Published by Henchman Press
Edited by Barb Caffrey
Oghaldzon created by Tony Jones
Special thanks to Paul Howard
Cover by Lydia Kurnia and Worlds Beyond Art
Thunder & Lightning copyright 2018 Christopher Nuttall and Leo Champion
This is a work of fiction. All the characters and events portrayed in this book are fictional, and any resemblance to real people or incidents is purely coincidental.
Published in the United States of America.
Prologue
It is unwise to summon what you cannot dismiss.
Neil Gaiman
There are known knowns. These are things we know that we know. There are known unknowns. That is to say, there are things that we know we don't know. But there are also unknown unknowns. There are things we don't know we don't know.
Donald Rumsfeld
Fact: the first public demonstration of wireless telegraphy was carried out by Alexander Muirhead and Professor Oliver Lodge in the lecture theatre of the Oxford University Museum of Natural History on August 14, 1894.
Fact: radio waves travel at the speed of light.
Fact: in 2018, the radio signals will have reached 224 light years into space.
Fact: there are 33 stars within 12.5 LY of Earth.
Fact: there are approximately 260,000 stars within 250 LY of Earth.
Fact: every hour, the radio signals travel an additional 1,079,252,848.8 kilometres from Earth.
Unknown: who’s listening?

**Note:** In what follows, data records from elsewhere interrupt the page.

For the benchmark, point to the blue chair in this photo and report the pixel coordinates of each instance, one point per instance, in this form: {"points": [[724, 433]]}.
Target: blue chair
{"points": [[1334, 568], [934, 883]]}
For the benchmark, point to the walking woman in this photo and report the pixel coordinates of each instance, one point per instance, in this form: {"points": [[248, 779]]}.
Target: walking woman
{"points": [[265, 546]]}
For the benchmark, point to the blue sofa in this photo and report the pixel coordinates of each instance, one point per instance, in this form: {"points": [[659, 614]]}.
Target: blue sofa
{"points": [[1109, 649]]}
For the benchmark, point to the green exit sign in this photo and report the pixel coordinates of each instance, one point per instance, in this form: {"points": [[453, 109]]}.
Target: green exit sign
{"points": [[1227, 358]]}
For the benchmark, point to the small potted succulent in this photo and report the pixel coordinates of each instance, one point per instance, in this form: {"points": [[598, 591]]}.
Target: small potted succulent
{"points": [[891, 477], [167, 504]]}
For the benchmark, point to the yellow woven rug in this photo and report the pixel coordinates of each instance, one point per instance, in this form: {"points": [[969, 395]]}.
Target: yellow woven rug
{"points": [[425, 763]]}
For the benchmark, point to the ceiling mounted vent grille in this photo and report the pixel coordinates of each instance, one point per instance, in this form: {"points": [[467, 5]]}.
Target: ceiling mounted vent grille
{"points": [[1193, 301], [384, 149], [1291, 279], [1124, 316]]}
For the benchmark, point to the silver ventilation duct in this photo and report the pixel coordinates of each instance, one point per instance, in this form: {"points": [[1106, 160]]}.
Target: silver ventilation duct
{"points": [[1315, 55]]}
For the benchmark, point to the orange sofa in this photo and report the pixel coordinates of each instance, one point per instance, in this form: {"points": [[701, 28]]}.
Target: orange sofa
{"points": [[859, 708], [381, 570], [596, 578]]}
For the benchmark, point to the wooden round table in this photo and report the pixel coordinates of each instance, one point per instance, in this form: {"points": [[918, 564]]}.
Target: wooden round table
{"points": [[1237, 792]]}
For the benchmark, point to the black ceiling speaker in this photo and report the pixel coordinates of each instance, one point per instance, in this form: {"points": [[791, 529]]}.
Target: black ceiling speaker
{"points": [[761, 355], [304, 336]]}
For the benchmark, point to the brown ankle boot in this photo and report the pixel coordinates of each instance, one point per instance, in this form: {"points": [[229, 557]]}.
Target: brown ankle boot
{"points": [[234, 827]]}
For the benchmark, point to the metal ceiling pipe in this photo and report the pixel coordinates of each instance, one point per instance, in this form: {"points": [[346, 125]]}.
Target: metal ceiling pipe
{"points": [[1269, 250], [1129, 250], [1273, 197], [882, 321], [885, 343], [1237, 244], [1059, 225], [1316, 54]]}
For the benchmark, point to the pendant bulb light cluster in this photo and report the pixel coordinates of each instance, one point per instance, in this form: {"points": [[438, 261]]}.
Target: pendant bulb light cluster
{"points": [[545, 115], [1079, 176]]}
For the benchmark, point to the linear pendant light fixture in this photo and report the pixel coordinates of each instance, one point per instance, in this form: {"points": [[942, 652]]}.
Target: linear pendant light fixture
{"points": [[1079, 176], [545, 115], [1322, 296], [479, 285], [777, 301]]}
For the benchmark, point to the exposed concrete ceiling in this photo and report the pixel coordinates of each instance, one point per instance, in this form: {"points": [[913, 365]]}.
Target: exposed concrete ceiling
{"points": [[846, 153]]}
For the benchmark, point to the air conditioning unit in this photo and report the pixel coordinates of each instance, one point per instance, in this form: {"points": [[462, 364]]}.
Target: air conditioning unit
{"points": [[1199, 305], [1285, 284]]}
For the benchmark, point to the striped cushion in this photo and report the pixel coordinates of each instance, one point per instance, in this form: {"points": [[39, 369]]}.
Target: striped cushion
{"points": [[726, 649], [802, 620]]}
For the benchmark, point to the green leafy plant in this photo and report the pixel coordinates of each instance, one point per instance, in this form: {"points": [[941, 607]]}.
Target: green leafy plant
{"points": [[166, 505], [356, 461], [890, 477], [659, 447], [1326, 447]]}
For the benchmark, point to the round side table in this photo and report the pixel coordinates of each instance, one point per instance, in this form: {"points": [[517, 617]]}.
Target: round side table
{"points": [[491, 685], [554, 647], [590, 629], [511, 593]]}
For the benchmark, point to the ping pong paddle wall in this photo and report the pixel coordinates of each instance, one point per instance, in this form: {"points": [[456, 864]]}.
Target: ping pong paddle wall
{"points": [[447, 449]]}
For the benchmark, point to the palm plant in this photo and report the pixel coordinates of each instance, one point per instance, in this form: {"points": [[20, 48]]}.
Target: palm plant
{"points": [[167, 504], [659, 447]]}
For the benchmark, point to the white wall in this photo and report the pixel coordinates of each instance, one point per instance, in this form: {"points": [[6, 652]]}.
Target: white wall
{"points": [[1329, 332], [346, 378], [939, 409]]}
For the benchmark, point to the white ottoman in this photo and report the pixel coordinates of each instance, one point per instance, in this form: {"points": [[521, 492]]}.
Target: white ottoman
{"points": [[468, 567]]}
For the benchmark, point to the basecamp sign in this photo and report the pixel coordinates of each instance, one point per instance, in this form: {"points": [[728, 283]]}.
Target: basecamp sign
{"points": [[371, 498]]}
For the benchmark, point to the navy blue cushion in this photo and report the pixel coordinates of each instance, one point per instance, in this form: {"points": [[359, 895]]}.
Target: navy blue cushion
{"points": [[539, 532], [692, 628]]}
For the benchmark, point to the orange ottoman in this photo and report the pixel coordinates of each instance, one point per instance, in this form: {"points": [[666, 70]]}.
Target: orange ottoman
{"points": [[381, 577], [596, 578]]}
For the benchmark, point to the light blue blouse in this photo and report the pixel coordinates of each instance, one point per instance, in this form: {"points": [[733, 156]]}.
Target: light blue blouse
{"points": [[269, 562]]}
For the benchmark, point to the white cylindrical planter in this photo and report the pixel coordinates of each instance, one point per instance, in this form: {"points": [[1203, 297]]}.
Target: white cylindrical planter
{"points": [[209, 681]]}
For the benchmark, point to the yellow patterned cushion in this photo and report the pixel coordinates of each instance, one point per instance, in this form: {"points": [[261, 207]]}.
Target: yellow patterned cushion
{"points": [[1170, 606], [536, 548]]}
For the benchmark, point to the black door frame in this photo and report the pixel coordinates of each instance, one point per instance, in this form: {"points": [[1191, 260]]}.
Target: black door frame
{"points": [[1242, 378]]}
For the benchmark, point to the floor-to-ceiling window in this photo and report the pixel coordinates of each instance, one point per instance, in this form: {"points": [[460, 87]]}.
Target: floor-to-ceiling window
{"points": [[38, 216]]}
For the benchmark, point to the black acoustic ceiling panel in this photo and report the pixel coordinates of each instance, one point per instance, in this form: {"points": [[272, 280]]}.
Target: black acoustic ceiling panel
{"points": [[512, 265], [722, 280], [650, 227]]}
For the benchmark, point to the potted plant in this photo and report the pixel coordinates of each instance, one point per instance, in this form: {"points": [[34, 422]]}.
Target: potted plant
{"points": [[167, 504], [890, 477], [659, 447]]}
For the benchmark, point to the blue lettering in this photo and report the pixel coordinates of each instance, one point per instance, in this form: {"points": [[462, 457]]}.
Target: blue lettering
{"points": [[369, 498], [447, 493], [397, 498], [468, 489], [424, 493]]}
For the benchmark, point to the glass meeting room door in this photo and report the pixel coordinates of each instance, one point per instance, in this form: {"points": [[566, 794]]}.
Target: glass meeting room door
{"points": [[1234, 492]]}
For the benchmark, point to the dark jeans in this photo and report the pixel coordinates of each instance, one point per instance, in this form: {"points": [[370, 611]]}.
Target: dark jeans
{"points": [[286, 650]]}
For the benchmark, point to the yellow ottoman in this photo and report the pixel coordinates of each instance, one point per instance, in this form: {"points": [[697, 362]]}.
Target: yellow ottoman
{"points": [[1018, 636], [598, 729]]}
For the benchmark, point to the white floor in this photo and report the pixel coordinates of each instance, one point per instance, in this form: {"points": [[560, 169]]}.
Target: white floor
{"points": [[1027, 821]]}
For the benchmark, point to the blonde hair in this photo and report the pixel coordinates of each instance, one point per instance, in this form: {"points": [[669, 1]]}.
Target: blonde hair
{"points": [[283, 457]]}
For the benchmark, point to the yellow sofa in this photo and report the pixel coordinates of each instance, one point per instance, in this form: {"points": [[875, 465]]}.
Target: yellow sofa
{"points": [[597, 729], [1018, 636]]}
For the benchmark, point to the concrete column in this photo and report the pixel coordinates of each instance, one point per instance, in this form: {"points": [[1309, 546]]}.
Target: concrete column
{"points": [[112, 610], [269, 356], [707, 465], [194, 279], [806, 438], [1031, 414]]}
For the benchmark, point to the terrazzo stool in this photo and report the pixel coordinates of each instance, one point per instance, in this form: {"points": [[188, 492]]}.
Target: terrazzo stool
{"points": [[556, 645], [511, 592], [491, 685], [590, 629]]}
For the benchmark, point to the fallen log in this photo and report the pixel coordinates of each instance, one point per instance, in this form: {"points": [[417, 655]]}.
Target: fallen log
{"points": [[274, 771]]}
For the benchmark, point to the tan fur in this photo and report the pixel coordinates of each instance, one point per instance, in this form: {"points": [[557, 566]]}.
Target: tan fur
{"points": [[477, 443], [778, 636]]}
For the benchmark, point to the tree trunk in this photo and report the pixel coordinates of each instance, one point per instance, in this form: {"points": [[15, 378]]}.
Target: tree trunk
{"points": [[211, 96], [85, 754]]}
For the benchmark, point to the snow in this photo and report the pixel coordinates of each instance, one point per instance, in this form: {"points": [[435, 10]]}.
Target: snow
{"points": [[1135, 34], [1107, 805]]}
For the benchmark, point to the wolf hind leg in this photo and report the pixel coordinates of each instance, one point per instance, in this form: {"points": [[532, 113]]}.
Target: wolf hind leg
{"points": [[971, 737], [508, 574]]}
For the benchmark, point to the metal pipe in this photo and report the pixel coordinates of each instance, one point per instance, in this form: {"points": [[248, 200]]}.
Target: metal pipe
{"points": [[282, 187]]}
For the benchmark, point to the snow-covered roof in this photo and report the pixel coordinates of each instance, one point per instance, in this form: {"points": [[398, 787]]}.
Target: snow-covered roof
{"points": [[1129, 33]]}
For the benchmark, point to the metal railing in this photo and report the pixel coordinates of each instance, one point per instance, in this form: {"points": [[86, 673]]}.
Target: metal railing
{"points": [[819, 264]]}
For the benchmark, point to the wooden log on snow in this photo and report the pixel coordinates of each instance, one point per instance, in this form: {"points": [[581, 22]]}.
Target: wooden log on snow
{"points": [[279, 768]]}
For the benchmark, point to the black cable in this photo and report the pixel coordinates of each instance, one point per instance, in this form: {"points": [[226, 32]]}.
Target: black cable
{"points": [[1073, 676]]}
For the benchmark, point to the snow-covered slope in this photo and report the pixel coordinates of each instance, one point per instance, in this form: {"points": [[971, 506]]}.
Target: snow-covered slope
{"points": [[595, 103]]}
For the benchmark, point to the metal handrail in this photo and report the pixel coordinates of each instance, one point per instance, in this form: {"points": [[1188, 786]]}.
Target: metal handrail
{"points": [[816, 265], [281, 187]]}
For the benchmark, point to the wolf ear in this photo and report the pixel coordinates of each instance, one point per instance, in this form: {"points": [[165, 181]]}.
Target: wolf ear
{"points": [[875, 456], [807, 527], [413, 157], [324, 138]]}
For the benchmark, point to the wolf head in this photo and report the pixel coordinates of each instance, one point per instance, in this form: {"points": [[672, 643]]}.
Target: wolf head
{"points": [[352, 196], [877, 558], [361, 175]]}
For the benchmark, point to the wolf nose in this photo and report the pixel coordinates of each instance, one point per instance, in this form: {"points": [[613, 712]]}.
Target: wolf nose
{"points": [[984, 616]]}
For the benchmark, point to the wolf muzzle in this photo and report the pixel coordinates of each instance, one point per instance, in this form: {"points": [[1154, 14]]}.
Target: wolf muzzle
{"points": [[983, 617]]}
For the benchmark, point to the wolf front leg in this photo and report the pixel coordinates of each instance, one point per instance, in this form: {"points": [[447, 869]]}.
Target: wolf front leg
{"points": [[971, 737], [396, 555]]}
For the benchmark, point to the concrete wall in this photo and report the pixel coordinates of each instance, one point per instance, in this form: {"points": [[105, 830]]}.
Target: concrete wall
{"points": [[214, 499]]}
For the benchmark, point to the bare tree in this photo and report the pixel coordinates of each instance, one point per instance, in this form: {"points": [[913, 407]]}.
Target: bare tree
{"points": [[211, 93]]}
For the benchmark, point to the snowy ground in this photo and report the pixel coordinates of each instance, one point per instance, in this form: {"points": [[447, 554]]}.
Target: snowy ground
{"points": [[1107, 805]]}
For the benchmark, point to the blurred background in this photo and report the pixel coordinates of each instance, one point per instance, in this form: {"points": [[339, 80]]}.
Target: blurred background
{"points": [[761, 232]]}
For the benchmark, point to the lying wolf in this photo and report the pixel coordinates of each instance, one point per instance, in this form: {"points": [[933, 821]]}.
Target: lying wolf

And what do they think of us?
Chapter One: Discovery
Selene Observatory, Lunar Surface
The massive dish antennae of the lunar observatory towered above Samra Hussein as she made her way carefully around, with only her suit’s own lights and faint star glow to see by. Here on the far side, the dark side of the moon, you never saw Earth rising, or the Sun’s light reflected. That was why the observatory was there.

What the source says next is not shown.